When you grow up poor, you grow up with a belief that you’re supposed to go to college, make money and become not poor. You’re supposed to buy the things you weren’t able to buy and go places you weren’t able to go and live places you weren’t able to live. After all, that’s what your mother worked three jobs for – so you would have a brighter future. Yet Jesus invites you to give up all of these supposed rights and expectations to freely follow Him. Some days when I’m focused on my own needs and desires and dreams, it seems like a pretty rotten deal. However, on the best days, when my heart and eyes are seeking Him, I can’t imagine living any other way.
More so than expectations, fear has kept me from living as I should. I have become very conscious of my tendency to read the paper a book or the internet, listen to the news, receive reports back from friends scattered to the ends of the earth and take all of that trouble onto my shoulders. I become paralyzed. I can’t do it all, so I do nothing. Perhaps we’ve worked ourselves into a corner by inventing the Information Age. Perhaps God didn’t intend for us to know about so much hurt all at once. Perhaps He knew we would get so overwhelmed that our anxiety attacks would paralyze us from spreading His good news.
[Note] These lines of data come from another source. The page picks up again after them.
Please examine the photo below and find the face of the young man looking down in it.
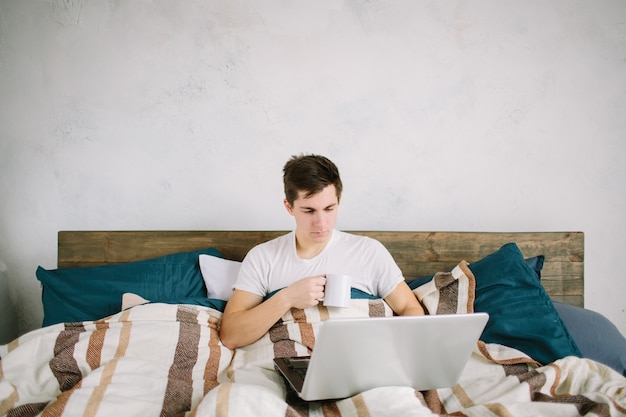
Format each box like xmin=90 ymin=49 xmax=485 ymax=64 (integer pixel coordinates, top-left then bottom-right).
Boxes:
xmin=285 ymin=185 xmax=339 ymax=244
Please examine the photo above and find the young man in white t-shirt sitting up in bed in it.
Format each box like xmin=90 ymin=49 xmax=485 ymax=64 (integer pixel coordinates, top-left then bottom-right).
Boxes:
xmin=220 ymin=155 xmax=424 ymax=349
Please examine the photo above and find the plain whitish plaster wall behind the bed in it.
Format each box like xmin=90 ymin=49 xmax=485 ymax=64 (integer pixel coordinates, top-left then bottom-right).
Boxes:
xmin=0 ymin=0 xmax=626 ymax=334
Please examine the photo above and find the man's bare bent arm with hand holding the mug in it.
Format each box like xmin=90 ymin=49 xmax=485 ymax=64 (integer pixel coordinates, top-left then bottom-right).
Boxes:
xmin=220 ymin=276 xmax=326 ymax=349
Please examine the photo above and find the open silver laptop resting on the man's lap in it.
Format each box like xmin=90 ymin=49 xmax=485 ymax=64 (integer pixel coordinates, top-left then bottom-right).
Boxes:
xmin=274 ymin=313 xmax=489 ymax=401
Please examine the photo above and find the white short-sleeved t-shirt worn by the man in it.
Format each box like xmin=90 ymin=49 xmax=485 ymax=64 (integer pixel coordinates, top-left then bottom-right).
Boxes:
xmin=235 ymin=230 xmax=404 ymax=298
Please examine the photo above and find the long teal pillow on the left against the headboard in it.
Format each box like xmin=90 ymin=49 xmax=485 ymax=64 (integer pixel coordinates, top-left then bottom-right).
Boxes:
xmin=36 ymin=248 xmax=220 ymax=326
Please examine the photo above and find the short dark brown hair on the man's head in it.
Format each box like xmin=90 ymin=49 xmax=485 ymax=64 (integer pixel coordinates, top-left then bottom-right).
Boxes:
xmin=283 ymin=154 xmax=343 ymax=206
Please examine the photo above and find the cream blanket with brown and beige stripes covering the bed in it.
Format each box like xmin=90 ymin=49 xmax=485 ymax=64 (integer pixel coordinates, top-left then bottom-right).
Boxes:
xmin=0 ymin=299 xmax=626 ymax=417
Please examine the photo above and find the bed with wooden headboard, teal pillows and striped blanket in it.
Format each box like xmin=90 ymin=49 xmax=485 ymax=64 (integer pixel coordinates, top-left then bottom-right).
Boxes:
xmin=0 ymin=231 xmax=626 ymax=416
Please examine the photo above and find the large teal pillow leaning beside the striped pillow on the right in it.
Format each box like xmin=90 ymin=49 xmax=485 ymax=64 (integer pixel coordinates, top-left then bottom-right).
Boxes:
xmin=469 ymin=243 xmax=582 ymax=364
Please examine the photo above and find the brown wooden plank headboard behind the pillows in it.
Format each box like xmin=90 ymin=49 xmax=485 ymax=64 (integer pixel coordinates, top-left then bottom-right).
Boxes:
xmin=58 ymin=230 xmax=584 ymax=307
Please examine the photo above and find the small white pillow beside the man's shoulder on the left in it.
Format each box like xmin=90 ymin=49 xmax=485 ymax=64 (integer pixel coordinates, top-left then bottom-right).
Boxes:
xmin=199 ymin=255 xmax=241 ymax=300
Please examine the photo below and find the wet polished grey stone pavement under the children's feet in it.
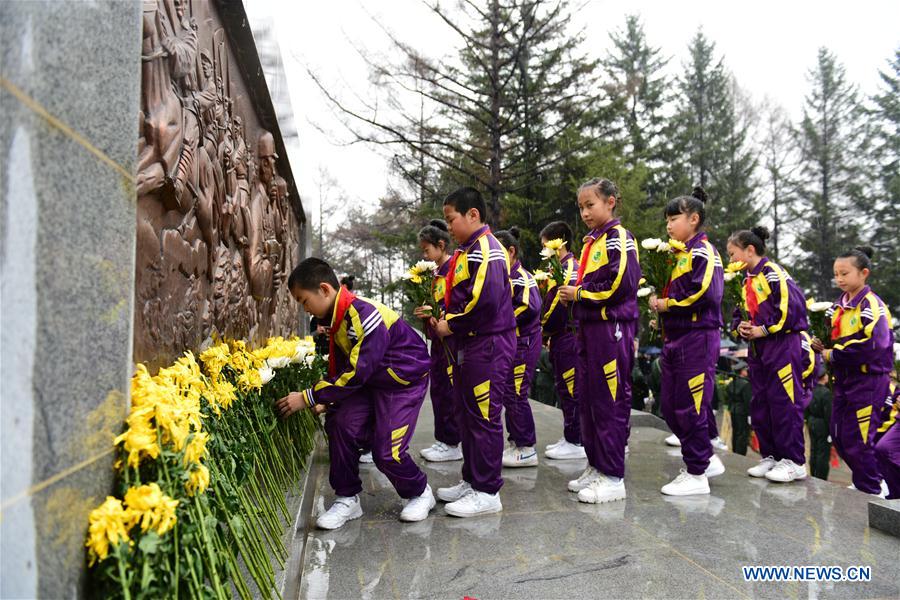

To paraphrase the passage, I don’t intend to suggest that God is saying “don’t worry about other countries, because each country has enough trouble of its own”. Jesus told us to GO. We must be obedient to the creator and sustainer of the universes. What I am suggesting is that we do let each day’s trouble be enough, and we do what we can for those we encounter with what we have available. If the Lord provides us with more resources, whether financial, influential, creative or intellectual, we can offer those back to Him by using those to meet the needs around us. But if we aren’t using the resources we already have because we’re afraid they’re not enough, we are letting down our Master.
And if the Lord calls us to go somewhere of greater need, we have to go and be there. Yes there will be troubles back at home, but in the same way each day’s trouble is enough of its own… perhaps each place’s trouble is enough as well. If the Lord calls you to serve Him somewhere else, you’ll have to trust Him to be enough to meet the needs of those you leave behind.
My Father in Heaven knows what others need as much as He knows what I need. He sent His son to die and take on that burden so that they wouldn’t have to and so that I wouldn’t have to. I have to give. I have to pray. I have to fast. I have to seek first the kingdom of God (and there is a lot packed into that statement). When he says go, I have to go. But I do not have to worry.